New Approach for Investment Into Sustainable Infrastructure in Low- and Middle-Income Countries
Increasing the flow of investment into sustainable infrastructure is a clear priority if climate leaders are to limit global warming to 2° Celsius rise from pre-industrial levels, as set out by the Paris climate agreement in 2015. Infrastructure, defined broadly to include roads, transport, telecommunications, energy, water and buildings, is critical to the development of sustainable and prosperous communities and yet currently accounts for nearly 70 per cent of global greenhouse gas emissions.
The OECD estimates that to limit global temperature rise to 2° Celsius, USD 6.3 trillion of annual investment is needed until 2030. In 2018 investment into sustainable infrastructure was estimated to stand at USD 4 trillion, signalling an annual investment gap currently of around USD 2.2 trillion. Further still, the burden of this investment gap is not equally shared.

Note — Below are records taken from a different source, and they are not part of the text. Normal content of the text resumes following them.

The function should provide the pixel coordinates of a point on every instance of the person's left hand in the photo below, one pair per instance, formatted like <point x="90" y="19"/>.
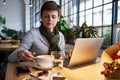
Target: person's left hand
<point x="69" y="54"/>
<point x="8" y="38"/>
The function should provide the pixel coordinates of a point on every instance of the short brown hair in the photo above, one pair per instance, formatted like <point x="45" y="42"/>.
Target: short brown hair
<point x="51" y="5"/>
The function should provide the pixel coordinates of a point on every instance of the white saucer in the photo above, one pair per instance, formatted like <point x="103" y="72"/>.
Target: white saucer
<point x="42" y="68"/>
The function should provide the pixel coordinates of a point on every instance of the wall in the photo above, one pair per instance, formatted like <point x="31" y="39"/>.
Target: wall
<point x="14" y="11"/>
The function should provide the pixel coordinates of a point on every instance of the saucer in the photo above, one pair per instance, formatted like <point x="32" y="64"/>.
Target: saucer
<point x="41" y="67"/>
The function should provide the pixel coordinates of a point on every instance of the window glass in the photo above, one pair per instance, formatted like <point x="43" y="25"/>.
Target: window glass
<point x="97" y="16"/>
<point x="107" y="1"/>
<point x="107" y="14"/>
<point x="81" y="18"/>
<point x="81" y="5"/>
<point x="66" y="10"/>
<point x="97" y="2"/>
<point x="88" y="4"/>
<point x="89" y="17"/>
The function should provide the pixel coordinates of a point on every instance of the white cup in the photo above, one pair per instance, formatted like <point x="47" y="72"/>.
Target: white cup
<point x="44" y="61"/>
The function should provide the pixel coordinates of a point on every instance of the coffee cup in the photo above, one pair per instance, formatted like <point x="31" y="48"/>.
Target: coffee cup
<point x="43" y="61"/>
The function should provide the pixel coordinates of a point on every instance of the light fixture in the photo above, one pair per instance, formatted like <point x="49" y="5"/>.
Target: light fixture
<point x="4" y="1"/>
<point x="30" y="3"/>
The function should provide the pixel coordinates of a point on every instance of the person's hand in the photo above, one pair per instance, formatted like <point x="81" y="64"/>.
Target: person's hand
<point x="8" y="38"/>
<point x="69" y="54"/>
<point x="26" y="55"/>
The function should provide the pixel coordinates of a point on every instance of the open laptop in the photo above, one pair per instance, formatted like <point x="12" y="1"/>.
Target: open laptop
<point x="85" y="50"/>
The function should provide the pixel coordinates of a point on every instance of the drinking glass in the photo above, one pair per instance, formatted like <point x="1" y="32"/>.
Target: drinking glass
<point x="57" y="59"/>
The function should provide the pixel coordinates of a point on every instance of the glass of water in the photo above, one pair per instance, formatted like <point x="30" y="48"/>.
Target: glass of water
<point x="57" y="59"/>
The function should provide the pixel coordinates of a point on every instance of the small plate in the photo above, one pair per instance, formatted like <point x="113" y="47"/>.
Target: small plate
<point x="42" y="68"/>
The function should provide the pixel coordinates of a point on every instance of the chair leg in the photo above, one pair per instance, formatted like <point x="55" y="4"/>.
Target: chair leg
<point x="2" y="74"/>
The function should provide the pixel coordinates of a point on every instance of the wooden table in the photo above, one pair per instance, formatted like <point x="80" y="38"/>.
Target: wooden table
<point x="86" y="72"/>
<point x="7" y="45"/>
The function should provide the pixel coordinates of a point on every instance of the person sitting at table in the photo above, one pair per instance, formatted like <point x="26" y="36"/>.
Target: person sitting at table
<point x="4" y="38"/>
<point x="42" y="40"/>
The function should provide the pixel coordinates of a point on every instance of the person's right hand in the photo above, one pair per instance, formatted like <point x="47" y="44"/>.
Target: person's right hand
<point x="26" y="55"/>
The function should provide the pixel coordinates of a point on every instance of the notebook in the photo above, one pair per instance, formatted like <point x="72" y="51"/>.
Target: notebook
<point x="85" y="50"/>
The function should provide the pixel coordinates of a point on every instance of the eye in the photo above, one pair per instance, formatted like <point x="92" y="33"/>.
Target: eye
<point x="53" y="16"/>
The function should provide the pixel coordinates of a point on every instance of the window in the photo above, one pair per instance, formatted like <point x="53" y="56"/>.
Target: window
<point x="97" y="13"/>
<point x="35" y="13"/>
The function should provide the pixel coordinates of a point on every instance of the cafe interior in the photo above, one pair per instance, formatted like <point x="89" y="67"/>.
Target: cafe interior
<point x="101" y="17"/>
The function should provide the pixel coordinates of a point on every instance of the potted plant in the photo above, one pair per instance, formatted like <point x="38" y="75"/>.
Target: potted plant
<point x="68" y="32"/>
<point x="89" y="34"/>
<point x="86" y="31"/>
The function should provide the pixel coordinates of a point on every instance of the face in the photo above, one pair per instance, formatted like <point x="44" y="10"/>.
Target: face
<point x="50" y="19"/>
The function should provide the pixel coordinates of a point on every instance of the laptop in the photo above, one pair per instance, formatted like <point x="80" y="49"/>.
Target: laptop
<point x="85" y="50"/>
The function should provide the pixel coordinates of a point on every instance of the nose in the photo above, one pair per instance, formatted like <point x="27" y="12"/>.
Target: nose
<point x="50" y="18"/>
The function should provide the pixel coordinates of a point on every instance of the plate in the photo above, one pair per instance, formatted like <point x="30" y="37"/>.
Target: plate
<point x="42" y="68"/>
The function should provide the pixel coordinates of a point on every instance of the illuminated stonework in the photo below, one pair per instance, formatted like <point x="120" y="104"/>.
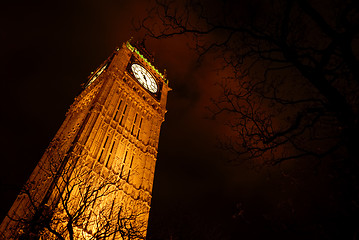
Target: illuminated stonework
<point x="95" y="179"/>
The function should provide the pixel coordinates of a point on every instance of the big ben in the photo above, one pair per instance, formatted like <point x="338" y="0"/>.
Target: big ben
<point x="95" y="179"/>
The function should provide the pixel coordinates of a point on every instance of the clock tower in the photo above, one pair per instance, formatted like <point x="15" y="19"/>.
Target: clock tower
<point x="95" y="179"/>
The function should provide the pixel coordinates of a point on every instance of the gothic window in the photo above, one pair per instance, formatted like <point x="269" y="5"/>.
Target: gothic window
<point x="103" y="149"/>
<point x="117" y="111"/>
<point x="109" y="155"/>
<point x="123" y="115"/>
<point x="139" y="129"/>
<point x="123" y="163"/>
<point x="134" y="124"/>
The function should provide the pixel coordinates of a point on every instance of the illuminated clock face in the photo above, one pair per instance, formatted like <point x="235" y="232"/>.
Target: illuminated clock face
<point x="98" y="73"/>
<point x="144" y="77"/>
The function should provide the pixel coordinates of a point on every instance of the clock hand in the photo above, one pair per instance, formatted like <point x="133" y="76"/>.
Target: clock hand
<point x="144" y="76"/>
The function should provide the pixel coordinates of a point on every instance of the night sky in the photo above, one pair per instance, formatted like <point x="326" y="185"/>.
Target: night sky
<point x="49" y="49"/>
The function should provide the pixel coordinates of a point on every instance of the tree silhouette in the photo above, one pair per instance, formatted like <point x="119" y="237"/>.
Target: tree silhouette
<point x="293" y="81"/>
<point x="83" y="205"/>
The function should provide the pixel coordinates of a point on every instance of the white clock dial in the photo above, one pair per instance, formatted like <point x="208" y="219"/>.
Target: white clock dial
<point x="98" y="73"/>
<point x="144" y="77"/>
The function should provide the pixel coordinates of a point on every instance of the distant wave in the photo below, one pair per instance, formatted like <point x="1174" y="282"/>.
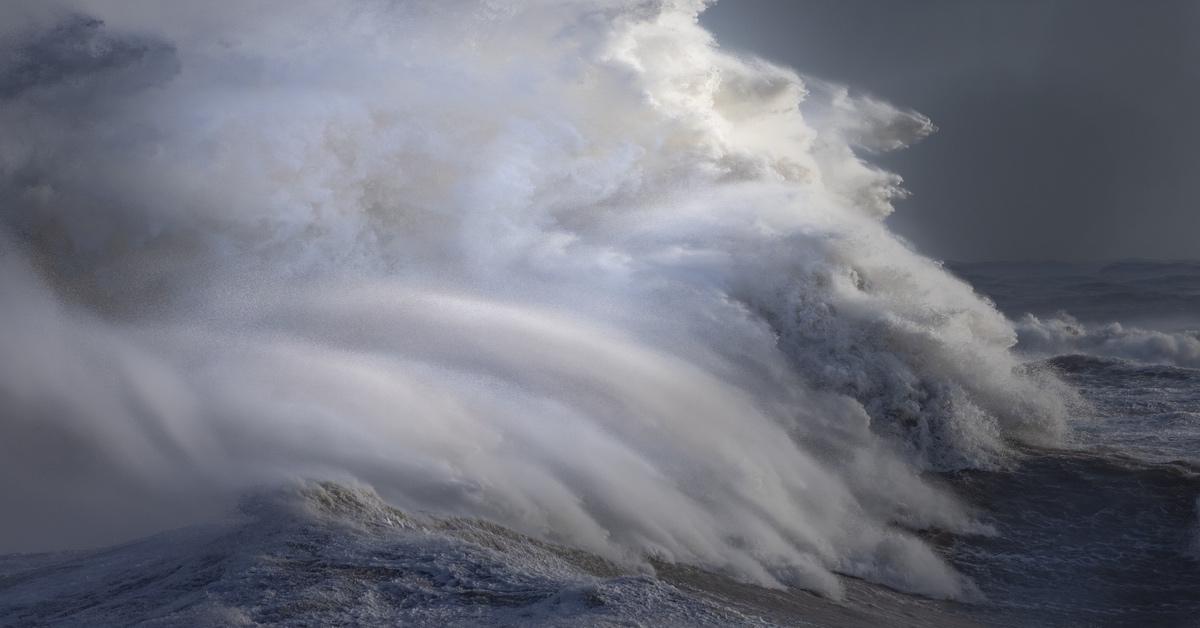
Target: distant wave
<point x="1065" y="335"/>
<point x="565" y="265"/>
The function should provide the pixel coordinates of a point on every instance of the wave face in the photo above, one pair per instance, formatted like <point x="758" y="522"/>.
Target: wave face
<point x="563" y="265"/>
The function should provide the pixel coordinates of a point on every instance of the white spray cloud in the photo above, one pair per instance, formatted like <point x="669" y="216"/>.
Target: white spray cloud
<point x="567" y="265"/>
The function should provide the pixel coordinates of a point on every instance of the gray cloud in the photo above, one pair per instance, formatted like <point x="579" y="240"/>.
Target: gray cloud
<point x="1067" y="127"/>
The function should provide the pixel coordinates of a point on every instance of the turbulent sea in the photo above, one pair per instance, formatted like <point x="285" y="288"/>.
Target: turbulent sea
<point x="541" y="312"/>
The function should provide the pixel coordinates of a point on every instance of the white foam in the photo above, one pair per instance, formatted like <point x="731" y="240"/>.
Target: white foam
<point x="567" y="265"/>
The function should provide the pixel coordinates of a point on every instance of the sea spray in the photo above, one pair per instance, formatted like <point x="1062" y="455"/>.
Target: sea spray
<point x="564" y="265"/>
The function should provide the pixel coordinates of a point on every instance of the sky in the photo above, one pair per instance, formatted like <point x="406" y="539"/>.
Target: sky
<point x="1067" y="129"/>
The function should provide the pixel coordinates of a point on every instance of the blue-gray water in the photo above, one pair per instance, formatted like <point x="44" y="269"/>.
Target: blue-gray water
<point x="1101" y="533"/>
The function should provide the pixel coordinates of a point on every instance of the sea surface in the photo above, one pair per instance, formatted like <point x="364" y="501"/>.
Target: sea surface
<point x="1099" y="532"/>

As is often the case, these needs are not shared equally, with experts suggesting that at least two thirds of the USD 2.2 trillion required is needed in low- and middle-income countries, especially given the population- and development projections in these areas.
Currently, national banks are leading the investment charge, with multilateral agencies and development banks the second and third highest donors. Private capital lags behind suggesting an opportunity to channel funds from such sources, especially given the potential profits from sustainable infrastructure assets. Yet private lenders are deterred by long return cycles, high regulatory risks and policy changes and the general complexity of projects.

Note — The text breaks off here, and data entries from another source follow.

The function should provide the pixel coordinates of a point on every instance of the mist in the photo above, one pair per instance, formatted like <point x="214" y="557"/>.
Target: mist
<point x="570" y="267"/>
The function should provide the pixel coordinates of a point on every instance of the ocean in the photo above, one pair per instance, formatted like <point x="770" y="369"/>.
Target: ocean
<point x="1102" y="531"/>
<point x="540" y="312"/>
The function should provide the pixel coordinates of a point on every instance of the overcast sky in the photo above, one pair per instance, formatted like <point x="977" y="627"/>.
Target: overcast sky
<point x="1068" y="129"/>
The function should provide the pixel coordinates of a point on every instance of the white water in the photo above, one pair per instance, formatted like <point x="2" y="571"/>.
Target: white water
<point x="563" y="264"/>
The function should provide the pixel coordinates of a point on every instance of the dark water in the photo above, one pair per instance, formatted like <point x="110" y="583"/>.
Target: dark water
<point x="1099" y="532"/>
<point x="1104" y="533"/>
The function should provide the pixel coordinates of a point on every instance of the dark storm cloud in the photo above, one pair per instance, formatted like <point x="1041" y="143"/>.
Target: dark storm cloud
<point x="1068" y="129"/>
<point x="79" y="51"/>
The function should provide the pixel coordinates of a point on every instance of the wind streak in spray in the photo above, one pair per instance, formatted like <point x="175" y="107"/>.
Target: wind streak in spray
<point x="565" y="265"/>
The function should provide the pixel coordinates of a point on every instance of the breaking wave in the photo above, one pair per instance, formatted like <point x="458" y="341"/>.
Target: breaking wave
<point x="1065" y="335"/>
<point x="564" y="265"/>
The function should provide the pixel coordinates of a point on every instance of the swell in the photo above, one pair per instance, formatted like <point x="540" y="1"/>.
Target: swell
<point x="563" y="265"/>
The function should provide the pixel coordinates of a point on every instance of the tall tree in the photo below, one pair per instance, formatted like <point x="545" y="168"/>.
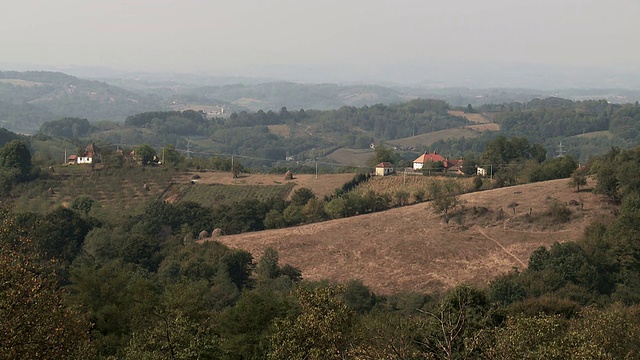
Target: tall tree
<point x="16" y="157"/>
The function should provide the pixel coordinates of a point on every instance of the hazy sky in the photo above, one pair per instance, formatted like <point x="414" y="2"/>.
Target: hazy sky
<point x="234" y="37"/>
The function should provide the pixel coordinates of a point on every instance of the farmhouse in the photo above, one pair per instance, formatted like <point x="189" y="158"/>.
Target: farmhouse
<point x="90" y="155"/>
<point x="425" y="159"/>
<point x="384" y="168"/>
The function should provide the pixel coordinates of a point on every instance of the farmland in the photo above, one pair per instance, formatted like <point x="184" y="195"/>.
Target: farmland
<point x="415" y="186"/>
<point x="430" y="138"/>
<point x="215" y="194"/>
<point x="412" y="249"/>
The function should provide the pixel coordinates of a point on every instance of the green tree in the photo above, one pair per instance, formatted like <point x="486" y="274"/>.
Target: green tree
<point x="578" y="178"/>
<point x="383" y="154"/>
<point x="35" y="323"/>
<point x="301" y="196"/>
<point x="320" y="330"/>
<point x="171" y="155"/>
<point x="445" y="196"/>
<point x="145" y="153"/>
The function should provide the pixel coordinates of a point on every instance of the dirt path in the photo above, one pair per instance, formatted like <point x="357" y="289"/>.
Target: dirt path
<point x="502" y="247"/>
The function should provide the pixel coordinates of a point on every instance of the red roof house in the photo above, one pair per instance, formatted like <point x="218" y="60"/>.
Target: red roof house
<point x="384" y="168"/>
<point x="427" y="160"/>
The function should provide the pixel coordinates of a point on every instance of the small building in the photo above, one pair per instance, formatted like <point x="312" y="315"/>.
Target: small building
<point x="85" y="159"/>
<point x="384" y="168"/>
<point x="427" y="158"/>
<point x="428" y="161"/>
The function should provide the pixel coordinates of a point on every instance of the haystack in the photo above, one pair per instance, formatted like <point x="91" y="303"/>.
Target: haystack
<point x="288" y="175"/>
<point x="217" y="232"/>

A new proposal from the One Planet Lab Working Group on Financing Sustainable Infrastructure (including the International Finance Corporation (IFC), the Climate Policy Initiative, HSBC, the Institute for Climate Economics, the Green Climate Fund and the French government as partners) may offer a way to help scale the development and financing of sustainable infrastructure in low- and middle-income countries.
The proposal, called VERT-Infra, is a holistic framework that outlines at least four measures to support infrastructure across the entirety of the project life cycle. VERT-Infra (short for “Vision for an Environmentally Responsible Transition – Infrastructure”) would initially focus on the four areas of energy, energy storage, transport and buildings but with the opportunity to expand to others in time. It would then put in place the following building blocks:
As laid out in a recent article, the Project Preparation Funds would provide technical assistance to support development of bankable sustainable infrastructure projects.

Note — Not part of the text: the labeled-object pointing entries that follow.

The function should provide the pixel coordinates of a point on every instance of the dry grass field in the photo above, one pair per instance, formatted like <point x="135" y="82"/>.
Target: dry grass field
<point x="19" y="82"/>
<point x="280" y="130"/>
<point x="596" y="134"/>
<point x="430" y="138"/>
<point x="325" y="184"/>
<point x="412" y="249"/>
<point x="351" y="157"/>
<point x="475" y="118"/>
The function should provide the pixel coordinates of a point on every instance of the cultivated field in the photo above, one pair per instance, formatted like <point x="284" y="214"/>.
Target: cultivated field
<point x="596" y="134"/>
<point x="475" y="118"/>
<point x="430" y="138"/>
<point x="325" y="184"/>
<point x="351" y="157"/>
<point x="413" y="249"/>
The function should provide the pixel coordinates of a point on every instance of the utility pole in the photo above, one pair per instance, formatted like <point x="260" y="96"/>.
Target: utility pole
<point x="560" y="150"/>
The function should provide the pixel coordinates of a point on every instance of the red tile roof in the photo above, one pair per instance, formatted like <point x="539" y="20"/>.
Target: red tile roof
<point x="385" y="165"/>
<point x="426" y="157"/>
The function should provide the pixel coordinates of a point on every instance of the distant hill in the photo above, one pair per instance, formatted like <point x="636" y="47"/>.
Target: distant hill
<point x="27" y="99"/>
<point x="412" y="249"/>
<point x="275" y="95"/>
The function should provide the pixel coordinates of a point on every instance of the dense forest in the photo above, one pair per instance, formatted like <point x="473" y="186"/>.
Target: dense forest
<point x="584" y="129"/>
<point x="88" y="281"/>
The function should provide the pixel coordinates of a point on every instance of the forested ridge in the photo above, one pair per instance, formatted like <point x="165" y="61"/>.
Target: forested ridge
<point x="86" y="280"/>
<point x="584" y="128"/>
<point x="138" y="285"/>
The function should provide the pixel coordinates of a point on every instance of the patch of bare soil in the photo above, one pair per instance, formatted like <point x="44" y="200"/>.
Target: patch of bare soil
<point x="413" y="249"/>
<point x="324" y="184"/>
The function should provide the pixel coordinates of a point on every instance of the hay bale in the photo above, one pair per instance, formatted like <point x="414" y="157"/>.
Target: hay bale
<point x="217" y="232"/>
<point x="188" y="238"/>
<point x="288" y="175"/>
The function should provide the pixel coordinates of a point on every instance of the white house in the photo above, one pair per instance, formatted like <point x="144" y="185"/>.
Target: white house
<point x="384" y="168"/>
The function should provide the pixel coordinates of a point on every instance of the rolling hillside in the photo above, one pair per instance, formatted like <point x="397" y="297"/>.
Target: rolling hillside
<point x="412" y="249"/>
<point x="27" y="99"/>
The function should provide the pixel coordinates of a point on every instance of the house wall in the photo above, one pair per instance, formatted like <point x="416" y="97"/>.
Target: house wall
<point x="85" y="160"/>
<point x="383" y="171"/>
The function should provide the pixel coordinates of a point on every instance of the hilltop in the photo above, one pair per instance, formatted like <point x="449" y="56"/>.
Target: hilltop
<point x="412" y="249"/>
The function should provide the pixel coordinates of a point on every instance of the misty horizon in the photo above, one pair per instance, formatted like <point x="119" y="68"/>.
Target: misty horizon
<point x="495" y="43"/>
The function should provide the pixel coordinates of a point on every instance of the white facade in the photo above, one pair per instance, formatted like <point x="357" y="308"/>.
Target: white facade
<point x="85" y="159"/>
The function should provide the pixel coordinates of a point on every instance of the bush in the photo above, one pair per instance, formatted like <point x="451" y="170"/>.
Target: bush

Sustainable Financing Facilities would provide low-cost financing to eligible national development banks (NDBs) and local financial institutions that lack regular access to international capital markets. These institutions would then lend the funds to sustainable infrastructure projects.
Sustainable Infrastructure Funds would purchase loans for operating assets that have already been financed by regional development banks, NDBs and local institutions. This would free up capital for new and additional investment.
Policy and Planning Funds would support long-term capacity building to help low- and middle-income countries plan and deliver sustainable infrastructure and strengthen vital governance and policy frameworks in line with nationally determined policies.
Underpinned by the same governance structure as the green bond market, this new proposal may pave a way forward to fill the investment gap for sustainable infrastructure.